Örebro, Sweden - Swedish Police Officer Peter Springare is facing possible criminal charges for "incitement to racial hatred" after posting on Facebook about a majority of the crimes being committed by migrants.
Peter Springare posed that he's been on the job for 47 years, and he just doesn't care any more and is going to speak his mind:
"Here we go; this I've handled Monday-Friday this week: rape, rape, robbery, aggravated assault, rape-assault and rape, extortion, blackmail, off of, assault, violence against police, threats to police, drug crime, drugs, crime, felony, attempted murder, Rape again, extortion again and ill-treatment.
Suspected perpetrators; Ali Mohammed, mahmod, Mohammed, Mohammed Ali, again, again, again Christopher... what is it true. Yes a Swedish name snuck on the outskirts of a drug crime, Mohammed, Mahmod Ali, again and again.

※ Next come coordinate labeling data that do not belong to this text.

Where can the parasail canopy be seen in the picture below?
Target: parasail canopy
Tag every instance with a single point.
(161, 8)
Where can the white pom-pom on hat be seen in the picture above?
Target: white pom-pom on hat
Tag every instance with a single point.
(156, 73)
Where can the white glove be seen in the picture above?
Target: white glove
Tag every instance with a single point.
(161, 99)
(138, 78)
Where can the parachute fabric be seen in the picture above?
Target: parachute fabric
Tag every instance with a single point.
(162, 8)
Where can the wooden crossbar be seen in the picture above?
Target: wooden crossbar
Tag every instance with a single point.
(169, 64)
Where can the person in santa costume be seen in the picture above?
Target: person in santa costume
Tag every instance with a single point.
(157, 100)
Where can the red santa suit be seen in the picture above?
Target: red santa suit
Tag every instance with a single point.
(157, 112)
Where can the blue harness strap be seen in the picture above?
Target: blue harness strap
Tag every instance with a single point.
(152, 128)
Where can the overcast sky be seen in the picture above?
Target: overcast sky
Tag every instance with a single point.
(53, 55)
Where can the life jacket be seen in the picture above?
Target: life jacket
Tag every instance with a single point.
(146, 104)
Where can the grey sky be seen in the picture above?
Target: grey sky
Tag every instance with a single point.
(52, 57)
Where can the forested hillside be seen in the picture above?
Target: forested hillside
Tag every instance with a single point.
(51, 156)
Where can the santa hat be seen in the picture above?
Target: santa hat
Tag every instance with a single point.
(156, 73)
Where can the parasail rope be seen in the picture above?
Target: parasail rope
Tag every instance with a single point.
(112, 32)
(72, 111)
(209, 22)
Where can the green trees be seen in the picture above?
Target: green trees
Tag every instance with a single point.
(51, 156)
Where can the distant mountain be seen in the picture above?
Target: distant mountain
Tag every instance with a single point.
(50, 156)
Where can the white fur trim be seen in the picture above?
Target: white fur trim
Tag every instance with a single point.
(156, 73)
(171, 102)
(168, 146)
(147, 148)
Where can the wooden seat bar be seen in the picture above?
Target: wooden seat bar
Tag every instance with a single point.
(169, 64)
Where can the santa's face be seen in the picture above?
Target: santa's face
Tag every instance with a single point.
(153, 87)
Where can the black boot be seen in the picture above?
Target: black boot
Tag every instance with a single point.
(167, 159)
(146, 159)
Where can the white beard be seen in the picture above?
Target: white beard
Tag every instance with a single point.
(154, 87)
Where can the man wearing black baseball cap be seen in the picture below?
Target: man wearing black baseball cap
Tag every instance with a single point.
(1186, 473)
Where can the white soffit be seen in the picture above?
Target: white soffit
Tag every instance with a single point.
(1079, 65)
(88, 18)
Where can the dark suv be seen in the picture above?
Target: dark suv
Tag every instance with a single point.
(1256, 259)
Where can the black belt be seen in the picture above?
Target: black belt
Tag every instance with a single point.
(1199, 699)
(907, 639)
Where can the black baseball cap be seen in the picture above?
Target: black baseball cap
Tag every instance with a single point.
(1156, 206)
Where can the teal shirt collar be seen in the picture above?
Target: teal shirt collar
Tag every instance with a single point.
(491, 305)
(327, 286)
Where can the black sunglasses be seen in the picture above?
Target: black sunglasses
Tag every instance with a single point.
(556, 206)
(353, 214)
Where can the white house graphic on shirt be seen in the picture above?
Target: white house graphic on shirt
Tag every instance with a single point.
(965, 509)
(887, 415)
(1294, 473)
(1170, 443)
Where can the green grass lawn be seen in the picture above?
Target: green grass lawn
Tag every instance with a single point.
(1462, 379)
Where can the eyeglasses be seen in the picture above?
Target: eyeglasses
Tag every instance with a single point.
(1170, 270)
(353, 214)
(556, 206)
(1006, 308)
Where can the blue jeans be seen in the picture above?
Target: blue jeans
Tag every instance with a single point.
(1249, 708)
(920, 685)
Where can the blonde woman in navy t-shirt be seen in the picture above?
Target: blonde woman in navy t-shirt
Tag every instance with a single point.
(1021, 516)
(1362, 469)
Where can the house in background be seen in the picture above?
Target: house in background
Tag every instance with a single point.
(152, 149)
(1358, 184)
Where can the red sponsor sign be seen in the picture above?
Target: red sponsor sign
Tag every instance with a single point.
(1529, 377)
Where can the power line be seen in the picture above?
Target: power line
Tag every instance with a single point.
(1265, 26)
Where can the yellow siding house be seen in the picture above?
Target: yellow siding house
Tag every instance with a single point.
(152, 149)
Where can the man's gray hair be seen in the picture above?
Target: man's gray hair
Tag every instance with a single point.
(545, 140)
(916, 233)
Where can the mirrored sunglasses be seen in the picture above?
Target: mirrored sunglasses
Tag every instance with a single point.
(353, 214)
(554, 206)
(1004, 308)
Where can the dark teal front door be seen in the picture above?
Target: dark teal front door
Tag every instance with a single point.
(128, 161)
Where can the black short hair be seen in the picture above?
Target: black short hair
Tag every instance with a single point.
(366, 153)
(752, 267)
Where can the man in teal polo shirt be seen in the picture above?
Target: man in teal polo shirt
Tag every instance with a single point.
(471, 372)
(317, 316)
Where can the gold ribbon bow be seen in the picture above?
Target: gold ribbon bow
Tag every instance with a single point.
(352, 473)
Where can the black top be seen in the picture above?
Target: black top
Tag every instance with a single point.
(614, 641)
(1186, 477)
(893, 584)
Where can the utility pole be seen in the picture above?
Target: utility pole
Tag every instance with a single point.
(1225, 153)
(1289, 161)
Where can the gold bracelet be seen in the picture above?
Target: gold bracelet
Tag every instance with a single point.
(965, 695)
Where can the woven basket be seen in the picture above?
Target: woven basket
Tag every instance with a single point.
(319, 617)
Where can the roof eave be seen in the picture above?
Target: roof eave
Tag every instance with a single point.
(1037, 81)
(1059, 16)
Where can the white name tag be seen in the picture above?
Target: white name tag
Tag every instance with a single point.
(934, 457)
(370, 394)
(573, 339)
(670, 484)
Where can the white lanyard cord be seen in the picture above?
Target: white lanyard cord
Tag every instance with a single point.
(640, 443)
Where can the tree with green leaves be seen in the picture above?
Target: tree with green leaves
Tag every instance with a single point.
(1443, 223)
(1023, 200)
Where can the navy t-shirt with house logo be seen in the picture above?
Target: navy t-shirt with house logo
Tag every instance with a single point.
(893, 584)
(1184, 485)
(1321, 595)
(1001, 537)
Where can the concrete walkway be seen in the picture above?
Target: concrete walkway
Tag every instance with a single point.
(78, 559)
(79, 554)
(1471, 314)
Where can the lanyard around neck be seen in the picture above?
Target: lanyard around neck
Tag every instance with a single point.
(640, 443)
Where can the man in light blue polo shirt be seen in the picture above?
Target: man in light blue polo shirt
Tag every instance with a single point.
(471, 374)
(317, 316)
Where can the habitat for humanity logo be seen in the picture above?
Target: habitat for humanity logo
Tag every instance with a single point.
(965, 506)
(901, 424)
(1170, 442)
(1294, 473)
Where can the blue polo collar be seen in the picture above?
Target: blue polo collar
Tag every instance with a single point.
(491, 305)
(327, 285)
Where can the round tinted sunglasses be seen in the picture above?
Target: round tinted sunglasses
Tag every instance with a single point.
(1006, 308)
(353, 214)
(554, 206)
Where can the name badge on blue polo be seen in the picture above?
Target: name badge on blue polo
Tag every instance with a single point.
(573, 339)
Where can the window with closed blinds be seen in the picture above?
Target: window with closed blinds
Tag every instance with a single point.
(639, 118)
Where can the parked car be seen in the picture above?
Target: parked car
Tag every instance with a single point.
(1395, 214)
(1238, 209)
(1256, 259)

Countries representing the weekly all crimes: Iraq, Iraq, Turkey, Syria, Afghanistan, Somalia, Somalia, Syria again, Somalia, unknown, unknown country, Sweden. Half of the suspects, we can't be sure because they don't have any valid papers. Which in itself usually means that they're lying about your nationality and identity.
Now we're talking just örebro municipality. And these crimes occupies our utredningsförmåga to 100 %.
So it looks here and has been like for the past 10-15 years."
After the Facebook post was made, it quickly went viral, drawing the attention of Swedish law enforcement.
According to SVT news, Springare is under investigation for the criminal charge of inciting racial hatred. The officer will continue working until it's determined if his post amounted to a criminal violation.
"It is a crime in the Criminal Code and I have decided to initiate a preliminary investigation of the crime," says Maria Sterup, Chief prosecutor of the Special Prosecution Office in Malmö.
While America allows people to openly incite violence against law enforcement on social media with no repercussions, talking about the migrant crime rate apparently constitutes a hate crime in Sweden.